Recently we published pip-accel to GitHub and PyPI, in this article we'll tell you why and how we created this project.
Introduction
The pip-accel program is a wrapper for pip, the Python package manager. It accelerates the usage of pip to initialize Python virtual environments given one or more requirements files. It does so by combining the following two approaches:
- Source distribution downloads are cached and used to generate a local index of source distribution archives. If all your dependencies are pinned to absolute versions whose source distribution downloads were previously cached, pip-accel won't need a network connection at all! This is one of the reasons why pip can be so slow: given absolute pinned dependencies available in the download cache it will still scan PyPI (the online Python package index) and distribution websites.
- Binary distributions are used to speed up the process of installing dependencies with binary components (like M2Crypto and LXML). Instead of recompiling these dependencies again for every virtual environment we compile them once and cache the result as a binary *.tar.gz distribution.
In the rest of this article we will discuss why pip-accel was created and dive into the particulars of how it works. At the end we'll also look at some related projects.
At Paylogic we deploy our code bases a lot
Currently we have the following environments where we deploy our code bases:
- Work laptops of the engineers and devops
- Continuous integration server with 10 slaves (we are using Jenkins)
- Stable testing environment (continuously deployed)
- Staging testing environment (managed w/ releases)
- Production servers
In some of these environments (specifically in the continuous integration and stable environments) new code bases can be deployed every few minutes when engineers are publishing new changes or tested changes are being merged into the main repository.
Python deployment strategies
For Python deployments there are two main ways to deploy a project and its dependencies:
- System-wide installation
- Virtual environments (or an equivalent construction, isolated from the system)

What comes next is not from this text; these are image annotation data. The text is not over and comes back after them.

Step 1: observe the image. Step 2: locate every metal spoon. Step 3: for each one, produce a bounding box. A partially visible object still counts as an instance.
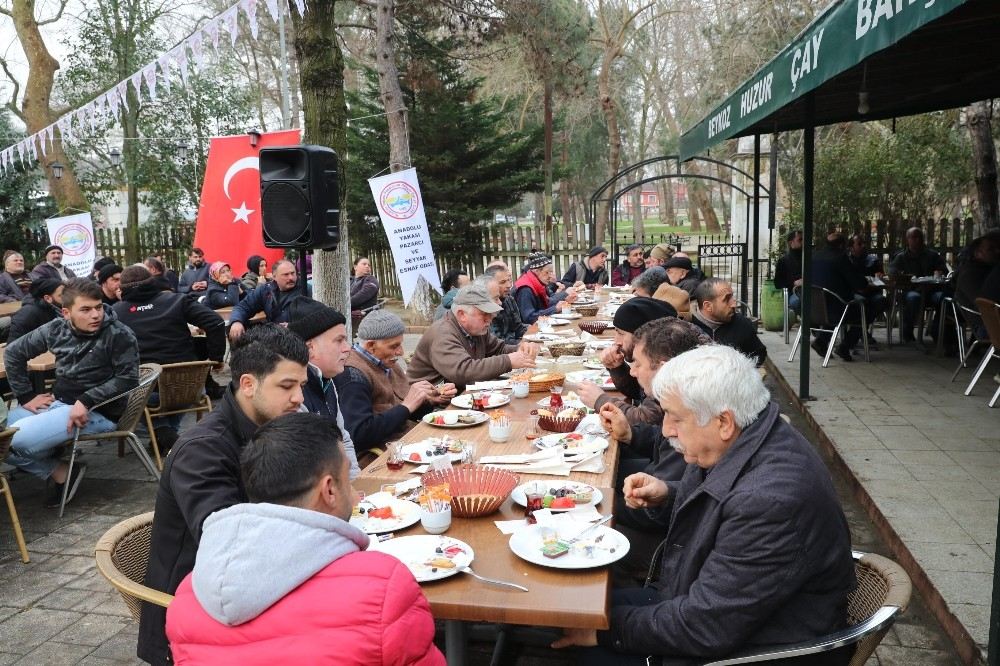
[459,566,528,592]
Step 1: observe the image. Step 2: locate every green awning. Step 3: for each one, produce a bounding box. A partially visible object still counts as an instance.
[680,0,980,160]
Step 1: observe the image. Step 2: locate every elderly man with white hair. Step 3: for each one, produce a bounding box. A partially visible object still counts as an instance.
[553,345,856,666]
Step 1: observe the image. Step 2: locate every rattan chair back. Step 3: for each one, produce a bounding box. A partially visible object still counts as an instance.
[149,361,214,416]
[94,512,173,622]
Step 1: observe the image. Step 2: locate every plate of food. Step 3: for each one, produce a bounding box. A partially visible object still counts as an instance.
[421,408,488,428]
[351,492,420,534]
[369,534,475,583]
[512,523,630,568]
[399,436,468,465]
[510,479,604,512]
[532,432,608,453]
[456,393,510,408]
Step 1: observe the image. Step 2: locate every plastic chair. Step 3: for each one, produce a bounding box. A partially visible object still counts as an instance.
[965,298,1000,407]
[788,285,871,368]
[143,361,215,470]
[94,511,173,622]
[704,552,913,666]
[59,363,160,518]
[0,428,30,563]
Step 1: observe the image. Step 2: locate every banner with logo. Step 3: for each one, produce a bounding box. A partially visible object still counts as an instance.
[45,213,97,277]
[368,169,441,305]
[194,130,301,277]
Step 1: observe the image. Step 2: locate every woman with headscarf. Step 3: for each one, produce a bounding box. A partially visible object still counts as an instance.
[0,250,31,303]
[205,261,243,310]
[240,254,267,294]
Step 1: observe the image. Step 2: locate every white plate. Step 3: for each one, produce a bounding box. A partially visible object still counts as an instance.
[512,525,630,569]
[369,530,474,583]
[421,409,490,428]
[510,479,604,512]
[351,493,420,534]
[399,437,462,465]
[532,432,608,453]
[451,393,510,409]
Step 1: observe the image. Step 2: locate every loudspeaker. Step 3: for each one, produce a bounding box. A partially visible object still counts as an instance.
[260,145,340,250]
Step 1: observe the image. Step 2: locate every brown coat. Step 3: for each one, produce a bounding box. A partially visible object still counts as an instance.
[407,312,517,392]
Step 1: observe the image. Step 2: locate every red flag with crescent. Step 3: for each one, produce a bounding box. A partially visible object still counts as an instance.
[194,130,302,277]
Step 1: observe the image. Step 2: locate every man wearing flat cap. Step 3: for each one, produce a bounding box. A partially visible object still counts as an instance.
[31,245,76,282]
[408,283,538,392]
[334,310,455,451]
[663,256,701,294]
[560,245,608,289]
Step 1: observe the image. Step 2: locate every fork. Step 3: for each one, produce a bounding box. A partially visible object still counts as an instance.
[459,566,528,592]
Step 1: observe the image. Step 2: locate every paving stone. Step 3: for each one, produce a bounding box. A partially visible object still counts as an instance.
[0,608,83,654]
[14,642,94,666]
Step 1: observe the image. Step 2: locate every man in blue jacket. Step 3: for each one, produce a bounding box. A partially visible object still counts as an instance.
[229,259,301,340]
[553,345,856,666]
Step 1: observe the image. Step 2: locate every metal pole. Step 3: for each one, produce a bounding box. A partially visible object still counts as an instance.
[799,93,816,400]
[753,134,760,315]
[278,7,292,129]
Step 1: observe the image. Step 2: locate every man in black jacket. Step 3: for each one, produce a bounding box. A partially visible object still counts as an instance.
[7,278,63,343]
[137,325,309,664]
[691,278,767,367]
[553,345,856,666]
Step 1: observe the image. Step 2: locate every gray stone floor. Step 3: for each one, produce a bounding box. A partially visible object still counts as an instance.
[0,335,968,666]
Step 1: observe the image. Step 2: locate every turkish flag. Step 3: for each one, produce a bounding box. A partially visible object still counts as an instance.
[194,130,302,277]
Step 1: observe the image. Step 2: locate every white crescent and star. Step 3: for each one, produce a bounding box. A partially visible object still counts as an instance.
[222,156,260,224]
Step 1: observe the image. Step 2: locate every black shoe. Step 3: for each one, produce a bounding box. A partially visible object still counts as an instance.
[150,426,178,457]
[45,464,87,509]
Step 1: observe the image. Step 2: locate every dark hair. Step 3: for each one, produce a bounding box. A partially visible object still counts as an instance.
[240,412,345,504]
[441,268,468,291]
[691,278,729,306]
[229,324,309,383]
[62,278,104,308]
[632,317,712,363]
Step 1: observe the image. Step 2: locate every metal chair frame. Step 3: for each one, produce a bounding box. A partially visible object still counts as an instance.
[965,298,1000,407]
[0,428,31,564]
[788,285,871,368]
[59,363,160,518]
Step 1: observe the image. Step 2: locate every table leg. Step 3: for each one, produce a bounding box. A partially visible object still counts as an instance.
[444,620,469,666]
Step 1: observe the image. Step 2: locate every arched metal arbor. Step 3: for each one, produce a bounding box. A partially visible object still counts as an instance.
[587,154,775,314]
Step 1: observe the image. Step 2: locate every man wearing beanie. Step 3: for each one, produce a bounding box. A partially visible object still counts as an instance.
[97,262,122,305]
[288,296,361,480]
[111,265,226,440]
[7,278,63,344]
[334,310,455,451]
[577,296,677,424]
[31,245,76,282]
[409,283,538,392]
[560,245,608,289]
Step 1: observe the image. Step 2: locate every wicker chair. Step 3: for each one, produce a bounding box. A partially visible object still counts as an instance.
[59,363,160,518]
[703,552,912,666]
[0,428,30,563]
[94,511,173,622]
[143,361,215,470]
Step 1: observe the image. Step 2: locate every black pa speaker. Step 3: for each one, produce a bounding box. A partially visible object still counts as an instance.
[260,146,340,250]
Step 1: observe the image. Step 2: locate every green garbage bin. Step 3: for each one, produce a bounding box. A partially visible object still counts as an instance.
[760,280,785,331]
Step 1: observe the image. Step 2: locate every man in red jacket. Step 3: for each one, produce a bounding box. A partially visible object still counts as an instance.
[167,413,445,666]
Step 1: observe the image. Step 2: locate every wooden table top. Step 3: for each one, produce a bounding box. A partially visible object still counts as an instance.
[354,477,614,629]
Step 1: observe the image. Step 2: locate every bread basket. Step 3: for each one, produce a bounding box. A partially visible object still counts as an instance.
[422,465,518,518]
[577,320,615,335]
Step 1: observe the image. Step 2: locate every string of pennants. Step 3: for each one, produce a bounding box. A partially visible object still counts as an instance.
[0,0,306,175]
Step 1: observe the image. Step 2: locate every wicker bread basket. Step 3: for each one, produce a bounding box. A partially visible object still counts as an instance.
[423,465,518,518]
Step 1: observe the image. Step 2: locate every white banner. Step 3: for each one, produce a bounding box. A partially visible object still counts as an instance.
[368,169,441,305]
[45,213,97,277]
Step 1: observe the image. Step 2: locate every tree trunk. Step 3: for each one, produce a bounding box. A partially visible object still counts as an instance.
[290,0,351,316]
[11,0,90,210]
[965,102,1000,230]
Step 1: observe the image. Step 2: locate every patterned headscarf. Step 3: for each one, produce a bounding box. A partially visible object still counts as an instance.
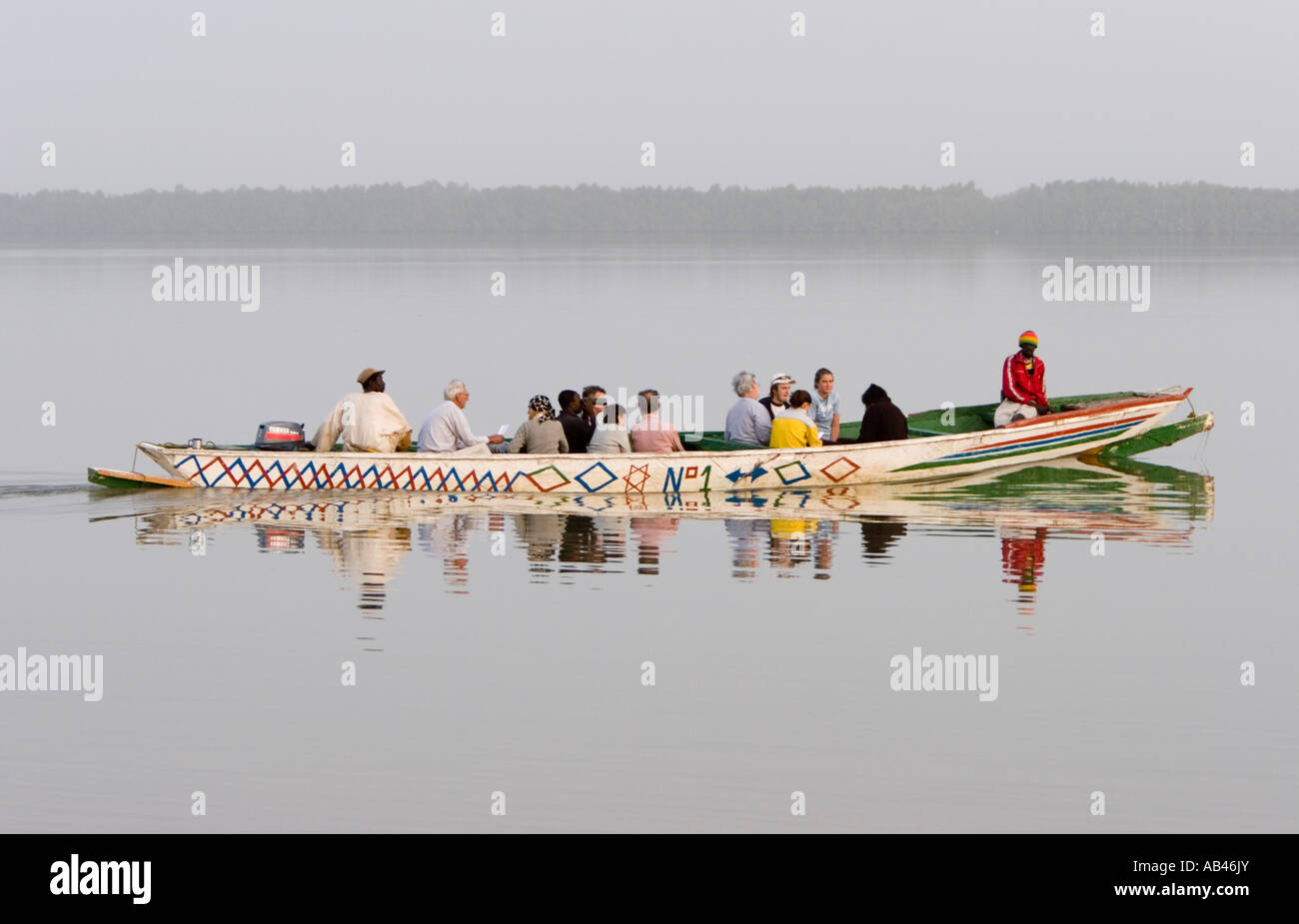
[528,395,555,424]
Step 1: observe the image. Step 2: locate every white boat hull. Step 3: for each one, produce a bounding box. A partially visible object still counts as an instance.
[138,392,1186,494]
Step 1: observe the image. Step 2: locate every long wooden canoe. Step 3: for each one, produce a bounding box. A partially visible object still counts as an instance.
[96,388,1213,494]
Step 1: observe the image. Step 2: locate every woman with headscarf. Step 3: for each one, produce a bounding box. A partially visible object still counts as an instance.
[857,383,906,443]
[510,395,568,456]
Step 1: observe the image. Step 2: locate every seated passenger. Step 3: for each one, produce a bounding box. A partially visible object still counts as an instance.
[724,373,771,447]
[628,388,685,453]
[857,383,906,443]
[812,369,839,443]
[420,379,506,456]
[508,395,568,456]
[559,388,595,453]
[992,331,1051,427]
[586,404,632,455]
[312,369,411,453]
[757,373,797,421]
[770,388,821,450]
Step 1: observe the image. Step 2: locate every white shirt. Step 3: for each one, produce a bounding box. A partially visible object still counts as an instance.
[313,392,411,453]
[586,424,632,455]
[420,401,488,453]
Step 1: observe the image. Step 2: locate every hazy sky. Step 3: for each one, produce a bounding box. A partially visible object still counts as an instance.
[0,0,1299,192]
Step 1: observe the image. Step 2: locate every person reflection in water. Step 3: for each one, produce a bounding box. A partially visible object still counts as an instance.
[632,516,680,575]
[1001,526,1047,603]
[316,525,411,619]
[861,516,906,564]
[726,519,766,580]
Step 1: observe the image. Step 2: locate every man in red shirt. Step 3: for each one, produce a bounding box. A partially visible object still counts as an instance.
[992,331,1051,427]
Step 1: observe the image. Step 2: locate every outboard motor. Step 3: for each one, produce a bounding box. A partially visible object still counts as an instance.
[254,421,307,452]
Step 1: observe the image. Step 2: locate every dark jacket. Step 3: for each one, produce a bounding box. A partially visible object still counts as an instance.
[857,399,906,443]
[559,412,595,453]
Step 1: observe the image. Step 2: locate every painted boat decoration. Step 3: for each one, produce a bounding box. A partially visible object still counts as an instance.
[90,457,1213,609]
[91,457,1213,534]
[91,388,1213,494]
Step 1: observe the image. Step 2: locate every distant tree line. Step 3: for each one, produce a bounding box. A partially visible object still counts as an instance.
[0,181,1299,242]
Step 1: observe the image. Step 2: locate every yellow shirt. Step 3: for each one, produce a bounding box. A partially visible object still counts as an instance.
[769,411,821,450]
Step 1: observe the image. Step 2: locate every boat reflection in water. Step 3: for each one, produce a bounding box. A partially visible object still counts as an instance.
[106,460,1213,627]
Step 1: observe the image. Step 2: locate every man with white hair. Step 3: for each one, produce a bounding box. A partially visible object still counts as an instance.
[726,373,771,447]
[420,379,506,456]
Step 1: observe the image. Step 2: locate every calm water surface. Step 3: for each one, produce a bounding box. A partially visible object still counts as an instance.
[0,242,1299,832]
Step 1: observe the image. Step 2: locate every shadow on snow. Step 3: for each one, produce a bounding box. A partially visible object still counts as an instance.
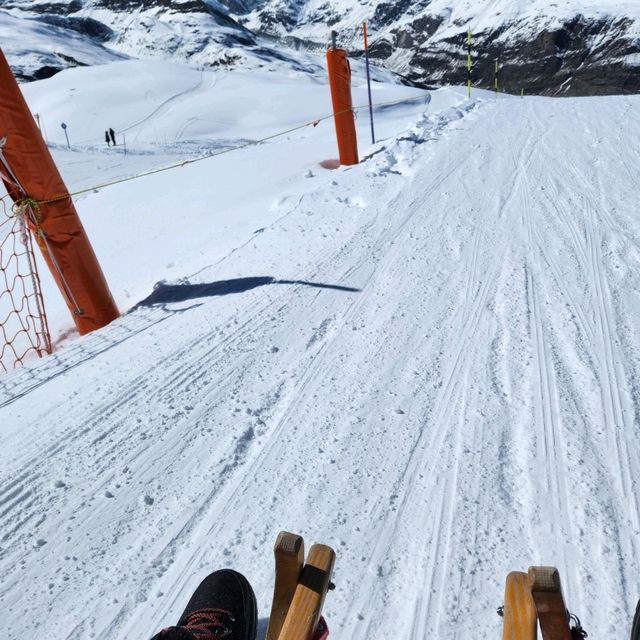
[132,276,360,310]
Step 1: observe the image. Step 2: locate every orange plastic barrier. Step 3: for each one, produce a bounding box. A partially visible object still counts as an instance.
[327,49,358,165]
[0,51,120,334]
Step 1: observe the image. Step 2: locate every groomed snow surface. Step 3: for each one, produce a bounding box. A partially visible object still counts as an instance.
[0,57,640,640]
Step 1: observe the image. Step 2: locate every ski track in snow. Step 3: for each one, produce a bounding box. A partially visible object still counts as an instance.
[0,92,640,640]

At Paylogic we use system-wide installations on production (like) hosts and virtual environments everywhere else. Why don't we use virtual environments on production systems? Virtual environments do have some drawbacks (see below) and we have the luxury of being able to isolate applications on the level of virtual machines instead of Python virtual environments. This additional layer of isolation is worth it for us.
Drawbacks of virtual environments
Python virtual environments are by their nature a bit fragile. Quoting from the virtualenv website:
Warning: Python bugfix releases 2.6.8, 2.7.3, 3.1.5 and 3.2.3 include a change that will cause import random to fail with “cannot import name urandom” on any virtualenv created on a Unix host with an earlier release of Python 2.6/2.7/3.1/3.2, if the underlying system Python is upgraded. This is due to the fact that a virtualenv uses the system Python’s standard library but contains its own copy of the Python interpreter, so an upgrade to the system Python results in a mismatch between the version of the Python interpreter and the version of the standard library. It can be fixed by removing $ENV/bin/python and re-running virtualenv on the same target directory with the upgraded Python.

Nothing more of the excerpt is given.